Remember how I said Josh isn’t working? Yeah. We’re broke. Remember how I said that we lost money the last year we were in business? Well, we didn’t do so hot the year before that, either. Despite some not insignificant penalties and fees for filing late, and despite owing small amounts of money to Missouri and St. Louis City, we are supposed to get refunds that combine to be several thousand dollars. This money wouldn’t be enough to dig us out of our hole entirely, but it would make this mess so much easier to clean up once Josh has a job. So far, we’ve been waiting basically an extra month for it because someone incorrectly transcribed one digit in Tiny’s social security number. Until a couple weeks ago, we were checking the mailbox everyday for this lifeboat to arrive and rescue us. All we got was cast further out to sea.

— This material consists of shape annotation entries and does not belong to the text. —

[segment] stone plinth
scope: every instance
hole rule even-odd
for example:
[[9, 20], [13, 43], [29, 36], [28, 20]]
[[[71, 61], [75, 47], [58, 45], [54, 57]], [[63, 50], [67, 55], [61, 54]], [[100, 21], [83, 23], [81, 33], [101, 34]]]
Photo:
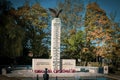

We’re waiting on a monolithic telecom company to decide Josh’s employment fate. We’re waiting on the lawyer’s office to fix this mess – again! – so we can wait – again! – for the IRS to send a check for the two years that we waited to file taxes for. Our landlord is waiting another month, maybe two, to evict us. I’m waiting for Josh to stop being the weird person he’s been the last couple years, and Josh is waiting for me to magically like him again. Tiny isn’t waiting for anything and is chugging right along to her approaching third birthday.
There is no clear moral to any of this, and no neat bow to tie off this boring story. But I know that if I wait around a little longer, it can’t be like this forever.